Assistant Secretary of Education
- In office 2005–2006
- President: George W. Bush

Personal details
- Born: 1939 or 1940 Dallas, Texas, U.S.
- Died: July 25, 2026 (aged 86) Telluride, Colorado, U.S.

= Thomas W. Luce III =

American lawyer and government official (1939/1940–2026)

Thomas W. Luce III (1939 or 1940 – July 25, 2026) was an American lawyer, government official, non-profit executive, and advisor to Ross Perot. He was CEO of Biotech Initiatives at Lyda Hill Philanthropies.

==Early life and education==
Thomas W. Luce III was born in Dallas, Texas, where he was raised by a single mother.

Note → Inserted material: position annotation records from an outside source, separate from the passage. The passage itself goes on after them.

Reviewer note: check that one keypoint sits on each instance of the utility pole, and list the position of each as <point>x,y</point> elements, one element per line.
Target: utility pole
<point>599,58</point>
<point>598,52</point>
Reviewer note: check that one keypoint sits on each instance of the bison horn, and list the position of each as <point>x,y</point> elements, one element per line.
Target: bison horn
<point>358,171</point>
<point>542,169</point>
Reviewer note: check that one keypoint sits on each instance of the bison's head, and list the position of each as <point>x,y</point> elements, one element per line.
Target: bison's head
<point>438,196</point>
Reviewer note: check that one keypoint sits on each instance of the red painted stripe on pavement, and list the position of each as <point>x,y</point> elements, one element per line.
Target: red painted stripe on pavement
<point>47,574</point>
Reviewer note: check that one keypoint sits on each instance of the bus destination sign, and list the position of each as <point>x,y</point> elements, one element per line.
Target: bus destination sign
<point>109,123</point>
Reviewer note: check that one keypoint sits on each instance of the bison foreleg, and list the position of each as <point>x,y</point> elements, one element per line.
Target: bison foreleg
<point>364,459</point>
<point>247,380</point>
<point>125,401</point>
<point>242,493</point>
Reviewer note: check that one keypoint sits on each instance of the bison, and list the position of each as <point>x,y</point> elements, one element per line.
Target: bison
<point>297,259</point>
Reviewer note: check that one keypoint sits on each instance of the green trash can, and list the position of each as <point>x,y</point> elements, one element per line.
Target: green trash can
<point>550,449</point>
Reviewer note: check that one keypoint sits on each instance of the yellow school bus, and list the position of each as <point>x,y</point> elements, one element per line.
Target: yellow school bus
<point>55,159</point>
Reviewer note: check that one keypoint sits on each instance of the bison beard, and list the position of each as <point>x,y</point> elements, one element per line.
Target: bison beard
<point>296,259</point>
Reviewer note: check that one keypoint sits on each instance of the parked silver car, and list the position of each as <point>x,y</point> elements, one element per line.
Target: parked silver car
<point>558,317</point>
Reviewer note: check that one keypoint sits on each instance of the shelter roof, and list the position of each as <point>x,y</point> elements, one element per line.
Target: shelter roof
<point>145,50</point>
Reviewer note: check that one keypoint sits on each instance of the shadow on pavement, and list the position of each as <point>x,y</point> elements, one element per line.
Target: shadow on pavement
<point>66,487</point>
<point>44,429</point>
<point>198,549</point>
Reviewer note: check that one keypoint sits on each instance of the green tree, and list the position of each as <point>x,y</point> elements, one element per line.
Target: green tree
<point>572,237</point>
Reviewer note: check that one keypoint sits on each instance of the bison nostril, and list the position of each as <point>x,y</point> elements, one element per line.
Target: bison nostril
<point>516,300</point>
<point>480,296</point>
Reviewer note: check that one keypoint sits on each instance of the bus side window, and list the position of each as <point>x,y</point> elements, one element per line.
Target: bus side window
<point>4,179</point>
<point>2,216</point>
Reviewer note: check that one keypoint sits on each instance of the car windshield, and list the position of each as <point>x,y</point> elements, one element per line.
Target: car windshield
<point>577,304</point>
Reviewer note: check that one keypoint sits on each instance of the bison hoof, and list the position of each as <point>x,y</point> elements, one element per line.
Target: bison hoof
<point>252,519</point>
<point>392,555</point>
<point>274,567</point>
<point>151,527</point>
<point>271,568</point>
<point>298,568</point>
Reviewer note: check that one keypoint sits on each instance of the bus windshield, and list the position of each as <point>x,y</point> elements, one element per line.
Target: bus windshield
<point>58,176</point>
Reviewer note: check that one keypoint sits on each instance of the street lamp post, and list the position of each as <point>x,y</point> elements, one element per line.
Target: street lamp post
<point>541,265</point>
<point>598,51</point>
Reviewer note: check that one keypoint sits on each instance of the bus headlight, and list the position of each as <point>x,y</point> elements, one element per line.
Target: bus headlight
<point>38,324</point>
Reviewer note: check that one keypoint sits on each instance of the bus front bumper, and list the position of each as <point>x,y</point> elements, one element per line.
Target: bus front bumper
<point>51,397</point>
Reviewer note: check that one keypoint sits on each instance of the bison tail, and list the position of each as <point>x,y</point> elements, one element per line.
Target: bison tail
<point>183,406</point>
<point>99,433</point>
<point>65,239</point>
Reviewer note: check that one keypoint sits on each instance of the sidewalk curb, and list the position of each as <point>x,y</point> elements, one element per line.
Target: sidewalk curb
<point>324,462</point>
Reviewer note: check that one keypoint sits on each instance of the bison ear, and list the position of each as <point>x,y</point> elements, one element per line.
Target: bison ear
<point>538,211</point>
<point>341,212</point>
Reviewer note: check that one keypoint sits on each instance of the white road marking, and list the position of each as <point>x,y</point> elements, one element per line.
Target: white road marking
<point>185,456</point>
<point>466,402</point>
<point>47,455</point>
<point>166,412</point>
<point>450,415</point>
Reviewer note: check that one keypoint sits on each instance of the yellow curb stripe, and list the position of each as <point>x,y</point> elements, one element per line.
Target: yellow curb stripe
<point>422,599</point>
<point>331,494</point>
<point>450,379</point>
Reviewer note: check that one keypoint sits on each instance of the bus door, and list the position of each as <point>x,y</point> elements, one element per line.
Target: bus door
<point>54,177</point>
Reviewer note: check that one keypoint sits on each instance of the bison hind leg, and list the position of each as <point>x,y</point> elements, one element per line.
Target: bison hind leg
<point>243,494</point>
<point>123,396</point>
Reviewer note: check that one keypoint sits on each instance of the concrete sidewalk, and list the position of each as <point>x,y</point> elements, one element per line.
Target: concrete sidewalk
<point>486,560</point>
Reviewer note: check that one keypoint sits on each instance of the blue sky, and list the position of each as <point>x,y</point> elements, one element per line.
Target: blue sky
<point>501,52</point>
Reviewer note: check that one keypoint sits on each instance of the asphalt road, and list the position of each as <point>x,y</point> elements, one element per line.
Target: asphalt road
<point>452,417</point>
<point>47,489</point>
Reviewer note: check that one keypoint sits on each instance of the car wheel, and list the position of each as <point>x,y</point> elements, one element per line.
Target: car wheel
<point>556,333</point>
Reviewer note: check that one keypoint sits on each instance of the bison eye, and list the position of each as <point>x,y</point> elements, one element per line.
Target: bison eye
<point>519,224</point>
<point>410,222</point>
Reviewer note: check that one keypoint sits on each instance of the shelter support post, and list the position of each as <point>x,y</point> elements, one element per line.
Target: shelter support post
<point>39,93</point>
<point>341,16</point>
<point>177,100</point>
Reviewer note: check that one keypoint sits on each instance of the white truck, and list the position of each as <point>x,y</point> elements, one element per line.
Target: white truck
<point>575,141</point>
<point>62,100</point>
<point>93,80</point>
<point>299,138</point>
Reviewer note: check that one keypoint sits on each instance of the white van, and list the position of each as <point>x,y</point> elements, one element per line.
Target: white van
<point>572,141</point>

He attended public schools in Highland Park Independent School District.

He received an athletic scholarship to Virginia Military Institute but transferred to Southern Methodist University where he earned a B.B.A. in 1962 and a J.D. from the Dedman School of Law in 1966.

==Spirit of Texas==
In 1982, Ross Perot Jr. and co-pilot Jay Coburn completed the first round-the-world flight in a helicopter, the Spirit of Texas. Tom Luce helped facilitate the achievement by arranging for a container ship to carry a shipping container filled with jet fuel into the middle of the Pacific Ocean to serve as a refueling station.

==Purchase of Magna Carta==
In 1984, Luce handled negotiations for a purchase of a 700-year-old copy of Magna Carta by Ross Perot. He brought the document to the United States wrapped in brown shipping paper and stowed in the coat closet across from his seat on a commercial American Airlines flight.

==Political activities==

=== 1990 Texas gubernatorial race ===
In 1990, Luce ran for Governor of Texas as one of several Republicans looking to succeed outgoing Governor Bill Clements. He placed third in the Republican primary with 115,835 votes.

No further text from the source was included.